Nonostante spesso la maggior parte di questi film siano politicamente intrisi di un notevole grado di qualunquismo, anche se non mancano caratterizzazioni di destra e di sinistra, il genere ha anche molti debiti col cosiddetto cinema di impegno civile italiano, portato alla ribalta da autori quali Marco Bellocchio, Francesco Rosi, Damiano Damiani (che poi si cimenterà esso stesso con il genere) ed Elio Petri.
I protagonisti sono quasi sempre dei commissari di polizia sui generis che si sentono incompresi dai propri superiori, molto spesso anarcoidi ma essenzialmente onesti e spinti da una genuina generosità e innegabile dedizione al corpo anche se d’indole violenta e quasi sempre inclini ad utilizzare, per raggiungere i propri scopi, gli stessi metodi e ad abbassarsi allo stesso livello dei delinquenti (e dei terroristi) che insanguinavano le strade d’Italia negli anni di piombo e che loro si proponevano di combattere. Per nulla moralisti, sovente distinguono tra chi ruba per vivere e chi vuole creare deliberatamente un danno agli altri, arrivando in certi casi a tollerare i primi.
Più raramente, il ruolo di protagonisti era affidato invece a dei comuni cittadini i quali, dopo esser stati vittime di qualche episodio criminoso (rapine, pestaggi, sequestri, omicidi di persone a loro care) ed aver toccato con mano le inefficienze e lentezze dell’ordinamento giuridico italiano (molto spesso accusato, in questi film, di essere troppo garantista con i criminali e troppo poco con le vittime), decidono di farsi giustizia da soli, diventando una sorta di vendicatori, talvolta agendo essi stessi con metodi criminali e perciò ricercati ed arrestati dalle forze dell’ordine. Esempi in tal senso sono il cittadino si ribella, Il giustiziere sfida la città e l’uomo della strada fa giustizia.
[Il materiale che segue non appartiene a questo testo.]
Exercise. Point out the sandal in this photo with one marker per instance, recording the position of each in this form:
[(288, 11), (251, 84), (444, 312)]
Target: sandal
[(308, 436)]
La differenza stilistica tra il poliziottesco e il genere poliziesco/noir è da individuare nella predilezione per l’azione e la violenza, entrambe piuttosto spiccate ed esplicite; inoltre il titolo è quasi sempre riferito all’impressione che si tratti più di un film che narra di poliziotti e della loro aura di vendicatori, piuttosto che di film imperniati su indagini e con un finale rassicurante in cui la legge vince sulla delinquenza; scelta, quest’ultima, diffusa nei film a carattere poliziesco dell’epoca, anche se con alcune eccezioni.
Il poliziottesco talvolta appare come un sottogenere di commistione tra molti generi “adulti”: il noir e l’horror, talvolta con un notevole apporto splatter (genere in auge in Italia già alla fine degli anni sessanta, mutuato da autori quali Dario Argento, Mario Bava e Lucio Fulci), ed una metamorfosi dello spaghetti-western, dal quale provengono registi ed attori. Quest’ultima si evince principalmente dalla visione da far west che veniva data alle realtà metropolitane italiane (luoghi principali nei quali venivano ambientati questi film) in quel periodo storico.